All on board the train survived, five sustaining injuries: two passengers, the fireman and two crew members; however, one woman on the street below was killed by falling masonry. The accident was caused by a faulty Westinghouse brake and the engine drivers who were trying to make up for lost time. The conductor incurred a 25 franc penalty and the engine driver a 50 franc penalty; he was also sent to prison for two months.

Do you think the passengers got their money back?


October 22, 1907 -
President Theodore Roosevelt visited The Hermitage, in Nashville, Tennessee, home of the late President Andrew Jackson on this date.



Years later, Maxwell House claimed that Roosevelt had praised a cup of its coffee during this visit by saying it was "good to the last drop."


October 22, 1934 -
Here's another story of your tax dollars at work:

FBI agents, led by the ambitious Melvin Purvis and local Ohio authorities captured and killed Public enemy No. 1, Charles Arthur "Pretty Boy" Floyd, in a shoot out on this day. Or so the official story goes. But as many of you loyal readers know the 'authorized' version and actual facts of events can differ wildly.

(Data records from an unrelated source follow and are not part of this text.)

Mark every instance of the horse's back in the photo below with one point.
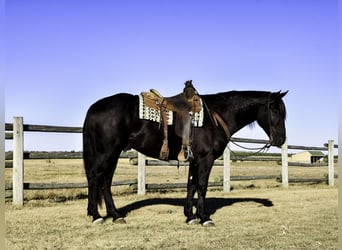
(109, 118)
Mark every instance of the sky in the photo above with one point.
(63, 55)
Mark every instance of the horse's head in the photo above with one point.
(271, 117)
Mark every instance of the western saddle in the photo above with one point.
(184, 105)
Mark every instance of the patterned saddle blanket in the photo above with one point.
(149, 109)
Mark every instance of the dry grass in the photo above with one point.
(256, 214)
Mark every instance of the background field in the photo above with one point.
(256, 214)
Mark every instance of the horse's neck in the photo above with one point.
(237, 116)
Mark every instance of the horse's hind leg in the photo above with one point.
(108, 176)
(191, 190)
(94, 197)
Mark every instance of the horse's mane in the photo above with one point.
(246, 99)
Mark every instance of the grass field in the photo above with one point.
(255, 215)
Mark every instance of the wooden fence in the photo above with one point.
(16, 130)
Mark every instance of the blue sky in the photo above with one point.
(63, 55)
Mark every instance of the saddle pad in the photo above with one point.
(149, 112)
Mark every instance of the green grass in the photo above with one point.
(255, 215)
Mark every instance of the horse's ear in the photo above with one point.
(281, 95)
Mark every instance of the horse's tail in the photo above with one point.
(89, 161)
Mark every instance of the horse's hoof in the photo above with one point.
(119, 221)
(208, 223)
(193, 222)
(98, 221)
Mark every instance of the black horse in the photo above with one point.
(112, 125)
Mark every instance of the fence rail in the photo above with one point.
(16, 131)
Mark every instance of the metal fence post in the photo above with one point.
(284, 164)
(18, 161)
(141, 174)
(226, 169)
(331, 162)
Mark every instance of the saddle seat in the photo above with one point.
(183, 104)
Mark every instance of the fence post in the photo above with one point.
(331, 162)
(284, 165)
(18, 161)
(141, 174)
(226, 169)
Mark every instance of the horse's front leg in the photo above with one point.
(191, 218)
(204, 169)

Chester Smith, a retired East Liverpool Police Captain, the sharpshooter who claimed that he shot Floyd first, stated in a 1979 interview, that after he had (deliberately) wounded, but not killed, Floyd.

"I knew Purvis couldn't hit him, so I dropped him with two shots from my .32 Winchester rifle."

Smith claims that he then disarmed Floyd, and that Melvin Purvis, the agent in charge, ran up and ordered: "Back away from that man. I want to talk to him." Purvis questioned him briefly and then ordered him shot at point-blank range, telling agent Herman Hollis to "Fire into him." The interviewer asked if there was a coverup by the FBI, and Smith responded: "Sure was, because they didn't want it to get out that he'd been killed that way."

This account is extremely controversial. If true, Purvis effectively executed Floyd without benefit of judge or jury.

Floyd's body was quickly embalmed and shipped to Oklahoma. His funeral was attended by between twenty and forty thousand people. It remains the largest funeral in Oklahoma history.